= Thesavalamai =

Sri Lankan legal framework

Thesavalamai is the traditional law of the Sri Lankan Tamil inhabitants of the Jaffna peninsula, codified by the Dutch during their colonial rule in 1707. The Thesawalamai is a collection of the Customs of the Malabar Inhabitants of the Province of Jaffna (collected by Dissawe Isaak) and given full force by the Regulation of 1806. For Thesawalamai to apply to a person it must be established that he is a Tamil inhabitant of the Northern Province. The Law in its present form applies to most Tamils in northern Sri Lanka. The law is personal in nature, and it is applicable mostly for property, inheritance, and marriage.

Under this law, not all property could be given away. A person could give away only the tediatettam; i.e., joint property or property acquired by either spouse during the period after married life and or the priests acquiring from such properties. Even of the tediatettam property, the husband cannot alienate the whole property; the wife is entitled to half of it. Those properties inherited from the parents cannot be given away according to one's own wish. There are also cases of old ladies who do not have any children giving their properties to the temple.

The landmark case Sivagnanalingam v Suntheralingam has given a new dimension to the tesawalamai law as it redefined its applicability.
The judgement expanded the applicability of thesawalamai by settling the following points.
The meaning of ordinary words is question of fact but the meaning to be attributed to enacted words is a question of law: The meaning of the expression "inhabitant of the Province of Jaffna" is a question of law.
Inhabitant means permanent inhabitant — one who has his permanent home in Jaffna in the nature of a domicile in the Northern Province. There can only be a Sri Lankan domicile and to that extent the term differs from the expression inhabitancy.
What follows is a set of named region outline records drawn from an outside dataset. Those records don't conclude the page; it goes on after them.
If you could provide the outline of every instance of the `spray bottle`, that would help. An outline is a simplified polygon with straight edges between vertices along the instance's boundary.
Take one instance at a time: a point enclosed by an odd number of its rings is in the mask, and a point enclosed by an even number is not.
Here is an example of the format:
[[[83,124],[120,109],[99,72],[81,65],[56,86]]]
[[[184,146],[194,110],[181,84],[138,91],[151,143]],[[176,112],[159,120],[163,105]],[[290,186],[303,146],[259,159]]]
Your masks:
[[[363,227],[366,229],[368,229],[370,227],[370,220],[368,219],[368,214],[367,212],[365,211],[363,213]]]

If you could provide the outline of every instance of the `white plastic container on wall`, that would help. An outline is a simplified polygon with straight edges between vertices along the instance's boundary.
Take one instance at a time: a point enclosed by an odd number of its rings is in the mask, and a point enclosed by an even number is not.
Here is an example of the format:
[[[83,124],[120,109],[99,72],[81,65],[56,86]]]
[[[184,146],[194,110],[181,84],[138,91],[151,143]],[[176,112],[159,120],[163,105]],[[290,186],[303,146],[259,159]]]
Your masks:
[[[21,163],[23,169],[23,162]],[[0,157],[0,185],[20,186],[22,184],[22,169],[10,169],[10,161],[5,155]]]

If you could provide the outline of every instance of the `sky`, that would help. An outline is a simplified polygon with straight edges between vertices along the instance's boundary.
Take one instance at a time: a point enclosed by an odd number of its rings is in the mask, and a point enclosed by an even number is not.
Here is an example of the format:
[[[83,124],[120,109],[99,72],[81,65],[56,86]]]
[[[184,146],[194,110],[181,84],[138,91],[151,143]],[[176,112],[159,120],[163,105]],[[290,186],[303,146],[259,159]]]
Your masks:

Yet the idea of permanent home underlies both concepts, and rules for identifying a person's domicile can be applied to discover whether a family has a permanent home in the Northern Province and hence its members are inhabitants in that Province.
There is a strong presumption in favour of the continuance of a domicile of origin.

The Thesawalamai is the personal law of the Tamil inhabitants of the Northern Province. It applies to them wherever they are and to their movable and immovable property wherever situated in Sri Lanka.
For the purpose of deciding on the rights of inheritance to the estate of a deceased husband, the time of his death is the relevant time and not the time of marriage.

Certain principles of Thesawalamai law are in conflict with international standards relating to equality, such as CEDAW.